Querying JSON and XML with jq and xq

Ben Asher

Engineering Leadership

4 minute read

January 9, 2022

jq is a tool I use at least two to three times a week (maybe daily when it's my week to investigate sentry issues in production), so I thought I'd write about it and its XML offshoot, xq (via yq).
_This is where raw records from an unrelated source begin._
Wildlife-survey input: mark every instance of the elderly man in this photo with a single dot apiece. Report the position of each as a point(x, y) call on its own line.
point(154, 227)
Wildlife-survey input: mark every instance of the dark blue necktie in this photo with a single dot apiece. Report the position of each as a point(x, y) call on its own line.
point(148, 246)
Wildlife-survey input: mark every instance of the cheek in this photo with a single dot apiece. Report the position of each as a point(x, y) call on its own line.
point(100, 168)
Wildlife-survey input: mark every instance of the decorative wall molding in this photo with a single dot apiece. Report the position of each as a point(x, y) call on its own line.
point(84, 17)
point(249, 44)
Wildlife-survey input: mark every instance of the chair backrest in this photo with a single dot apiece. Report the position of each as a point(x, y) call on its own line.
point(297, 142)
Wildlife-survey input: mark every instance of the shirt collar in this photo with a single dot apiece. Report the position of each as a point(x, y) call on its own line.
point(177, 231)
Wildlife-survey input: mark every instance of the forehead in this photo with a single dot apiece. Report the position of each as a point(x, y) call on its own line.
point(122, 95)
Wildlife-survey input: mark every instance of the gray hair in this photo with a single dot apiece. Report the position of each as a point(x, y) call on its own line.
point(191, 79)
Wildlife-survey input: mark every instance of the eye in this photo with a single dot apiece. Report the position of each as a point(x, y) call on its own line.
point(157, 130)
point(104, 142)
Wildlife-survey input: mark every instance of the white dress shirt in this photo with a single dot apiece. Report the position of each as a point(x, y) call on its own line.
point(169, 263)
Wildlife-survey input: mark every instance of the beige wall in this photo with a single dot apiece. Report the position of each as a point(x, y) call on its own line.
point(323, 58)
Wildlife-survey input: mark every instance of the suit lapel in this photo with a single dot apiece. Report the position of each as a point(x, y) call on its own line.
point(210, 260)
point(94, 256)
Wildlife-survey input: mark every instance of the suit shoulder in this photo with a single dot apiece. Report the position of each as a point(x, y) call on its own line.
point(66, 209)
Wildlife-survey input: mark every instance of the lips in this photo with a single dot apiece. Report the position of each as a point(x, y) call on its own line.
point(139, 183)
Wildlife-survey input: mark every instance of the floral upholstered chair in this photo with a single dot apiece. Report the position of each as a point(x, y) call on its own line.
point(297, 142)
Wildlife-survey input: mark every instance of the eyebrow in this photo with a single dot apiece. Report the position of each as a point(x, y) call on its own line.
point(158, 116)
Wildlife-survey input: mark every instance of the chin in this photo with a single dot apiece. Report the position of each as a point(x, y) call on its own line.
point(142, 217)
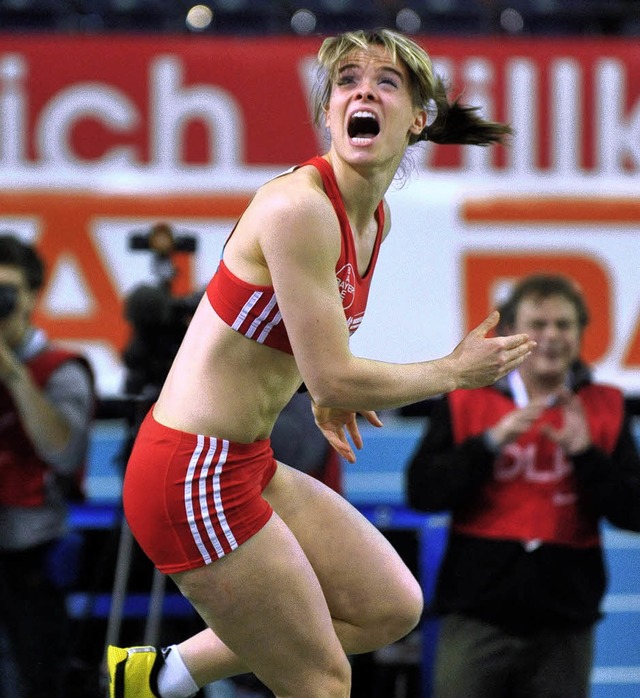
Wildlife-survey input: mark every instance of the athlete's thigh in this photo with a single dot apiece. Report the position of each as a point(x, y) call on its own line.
point(265, 603)
point(359, 570)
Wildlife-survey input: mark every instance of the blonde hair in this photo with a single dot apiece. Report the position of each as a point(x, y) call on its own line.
point(454, 123)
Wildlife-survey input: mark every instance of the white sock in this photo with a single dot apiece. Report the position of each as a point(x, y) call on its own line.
point(174, 679)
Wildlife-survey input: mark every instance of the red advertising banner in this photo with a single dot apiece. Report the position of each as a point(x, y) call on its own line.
point(103, 136)
point(199, 102)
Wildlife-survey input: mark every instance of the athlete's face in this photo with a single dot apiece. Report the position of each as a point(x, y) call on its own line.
point(553, 323)
point(370, 112)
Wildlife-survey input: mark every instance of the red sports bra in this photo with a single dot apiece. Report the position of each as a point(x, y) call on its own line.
point(253, 310)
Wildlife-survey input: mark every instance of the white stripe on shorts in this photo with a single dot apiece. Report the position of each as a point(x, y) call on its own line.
point(202, 491)
point(188, 502)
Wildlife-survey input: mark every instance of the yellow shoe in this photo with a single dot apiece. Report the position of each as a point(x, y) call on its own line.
point(133, 671)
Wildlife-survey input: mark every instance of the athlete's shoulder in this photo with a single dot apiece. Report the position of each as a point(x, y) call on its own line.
point(298, 192)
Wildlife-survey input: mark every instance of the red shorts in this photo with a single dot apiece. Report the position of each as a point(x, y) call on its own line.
point(191, 499)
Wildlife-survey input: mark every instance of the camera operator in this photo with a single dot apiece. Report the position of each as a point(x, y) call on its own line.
point(46, 408)
point(158, 317)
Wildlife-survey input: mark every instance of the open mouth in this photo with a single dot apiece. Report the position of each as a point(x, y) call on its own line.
point(363, 126)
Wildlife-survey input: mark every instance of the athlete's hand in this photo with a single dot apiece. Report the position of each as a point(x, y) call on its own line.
point(333, 421)
point(480, 360)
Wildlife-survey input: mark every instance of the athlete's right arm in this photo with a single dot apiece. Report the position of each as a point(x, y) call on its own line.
point(300, 240)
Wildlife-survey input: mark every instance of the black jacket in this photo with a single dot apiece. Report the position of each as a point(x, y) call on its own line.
point(506, 582)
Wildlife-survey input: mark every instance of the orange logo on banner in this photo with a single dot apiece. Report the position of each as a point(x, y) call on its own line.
point(65, 220)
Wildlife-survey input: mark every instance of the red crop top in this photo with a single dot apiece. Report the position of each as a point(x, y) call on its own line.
point(253, 310)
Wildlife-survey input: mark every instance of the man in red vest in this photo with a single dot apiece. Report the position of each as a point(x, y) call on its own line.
point(46, 408)
point(528, 468)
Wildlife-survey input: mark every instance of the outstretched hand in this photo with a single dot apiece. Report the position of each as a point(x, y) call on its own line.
point(481, 360)
point(332, 423)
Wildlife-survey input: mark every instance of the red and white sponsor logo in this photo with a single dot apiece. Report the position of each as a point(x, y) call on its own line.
point(347, 285)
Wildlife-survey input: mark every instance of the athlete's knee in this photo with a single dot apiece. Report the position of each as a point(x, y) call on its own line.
point(329, 679)
point(401, 612)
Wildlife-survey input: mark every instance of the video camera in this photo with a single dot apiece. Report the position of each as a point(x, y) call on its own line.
point(158, 318)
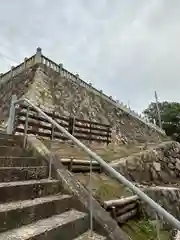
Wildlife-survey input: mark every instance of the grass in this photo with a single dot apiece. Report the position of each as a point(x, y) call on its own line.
point(107, 191)
point(144, 229)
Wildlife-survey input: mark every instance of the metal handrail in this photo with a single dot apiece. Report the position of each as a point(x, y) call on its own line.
point(120, 178)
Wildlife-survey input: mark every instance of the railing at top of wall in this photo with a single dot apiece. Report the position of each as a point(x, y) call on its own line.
point(39, 58)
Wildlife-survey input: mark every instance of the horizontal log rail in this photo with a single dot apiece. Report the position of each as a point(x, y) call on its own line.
point(39, 126)
point(120, 202)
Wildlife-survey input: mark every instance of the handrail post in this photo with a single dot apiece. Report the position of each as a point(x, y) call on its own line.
point(11, 118)
point(90, 199)
point(26, 127)
point(38, 55)
point(109, 169)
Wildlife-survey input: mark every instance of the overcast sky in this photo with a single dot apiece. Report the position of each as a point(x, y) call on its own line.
point(128, 48)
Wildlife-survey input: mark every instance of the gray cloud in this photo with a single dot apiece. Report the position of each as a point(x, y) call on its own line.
point(127, 48)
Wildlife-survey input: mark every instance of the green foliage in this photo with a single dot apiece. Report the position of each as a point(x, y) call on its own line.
point(170, 116)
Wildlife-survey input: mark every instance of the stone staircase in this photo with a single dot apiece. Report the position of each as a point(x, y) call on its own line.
point(33, 207)
point(77, 161)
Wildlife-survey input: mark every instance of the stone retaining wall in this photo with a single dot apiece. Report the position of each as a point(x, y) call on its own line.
point(160, 165)
point(50, 90)
point(168, 198)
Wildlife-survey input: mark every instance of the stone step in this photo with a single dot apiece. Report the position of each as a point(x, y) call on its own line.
point(21, 161)
point(14, 151)
point(65, 226)
point(22, 190)
point(87, 236)
point(8, 174)
point(17, 214)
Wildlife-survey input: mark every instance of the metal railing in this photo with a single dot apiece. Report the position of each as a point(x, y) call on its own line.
point(120, 178)
point(39, 58)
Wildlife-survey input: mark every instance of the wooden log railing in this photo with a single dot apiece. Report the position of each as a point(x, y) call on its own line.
point(38, 125)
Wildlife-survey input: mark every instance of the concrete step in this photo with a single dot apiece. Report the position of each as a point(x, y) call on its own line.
point(8, 174)
point(86, 236)
point(17, 214)
point(14, 151)
point(65, 226)
point(21, 161)
point(22, 190)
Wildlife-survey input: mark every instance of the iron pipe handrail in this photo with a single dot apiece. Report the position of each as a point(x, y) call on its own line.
point(120, 178)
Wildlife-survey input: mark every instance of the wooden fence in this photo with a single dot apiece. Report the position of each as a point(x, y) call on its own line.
point(28, 121)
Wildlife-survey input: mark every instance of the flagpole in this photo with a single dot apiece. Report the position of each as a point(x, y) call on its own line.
point(158, 111)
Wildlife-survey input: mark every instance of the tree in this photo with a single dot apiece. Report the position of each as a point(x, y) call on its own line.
point(170, 116)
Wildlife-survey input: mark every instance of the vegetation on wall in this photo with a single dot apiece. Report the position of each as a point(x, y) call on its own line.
point(170, 117)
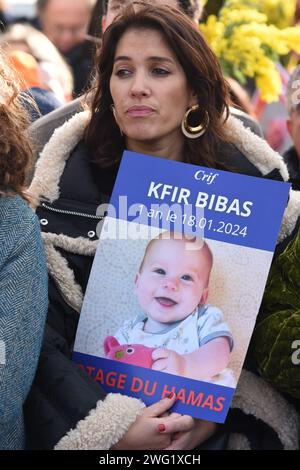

A lot of our day-to-day work involves reviewing API request and response data in structured text formats, whether it be debugging, reviewing input or output formats for vendor APIs, etc. Often, I find I have a question about a JSON blob, and that blob is too large to inspect by just giving it a "once over." Enter, jq. In it's most basic form, jq lets you query JSON documents, but it's also useful for linting and formatting minified JSON.

Basic Usage

Let's say I have the following JSON blob:

1{"firstName":"Ben","lastName":"Asher","email":"ben@example.com"}

Copy this to your clipboard and run the following command (after you install jq with, for example, brew install jq1)

1pbpaste | jq '.'

This prints the following:

1{
2  "firstName": "Ben",
3  "lastName": "Asher",
4  "email": "ben@example.com"
5}

What we did is pipe the output of our clipboard into jq and use the jq command . to print it with better formatting (and colors!). If the JSON were invalid, it would tell you where it's invalid. I've found this immensely useful for quickly fixing issues in our public API documentation since our API documentation vendor requires valid JSON in our sample responses that we present readers.

Querying JSON

Things get even better when you need to query JSON. I often find myself investigating a Sentry error and debugging an issue that requires inspecting JSON involved in the error. Let's say I have a list of people in JSON format:

1[
2  {
3    "firstName": "Ben",
4    "lastName": "Asher",
5    "email": "ben@example.com"
6  },
7  {
8    "firstName": "Ronald",
9    "lastName": "Martin",
10    "email": "ronald@example.com"
11  }
12]

If I want see just emails, I can do jq '.[].email'. That jq command string tells it to look at each array element (you can also do .[0] to select just the first one, for example), and from each one, select the email attribute. This prints:

1"ben@example.com"
2"ronald@example.com"

For a recent issue, I had data like the JSON above, and, if one of the object fields were missing, the backend code threw an error. The amount of data was too large to inspect manually. With jq, I could query each attribute, and, if jq couldn't find it, it printed null. So, to find which attribute was the culprit, I did jq '.[].email' | grep 'null' and replaced email with each sibling attribute until I got a null.

Querying XML

jq is super powerful, but recently I wanted to do something like the example above, but with XML. Our customer job feeds for vendors are in XML and often contain thousands of jobs. I found out a new vendor would not ingest jobs that didn't have a valid two digit country code. Before we launched with the vendor, I needed to figure out how many jobs would be impacted. I figured there must be an equivalent for XML, right? There is, and it's a tool called yq that wraps jq and supports multiple other formats. It ships with a tool called xq that you can use for XML.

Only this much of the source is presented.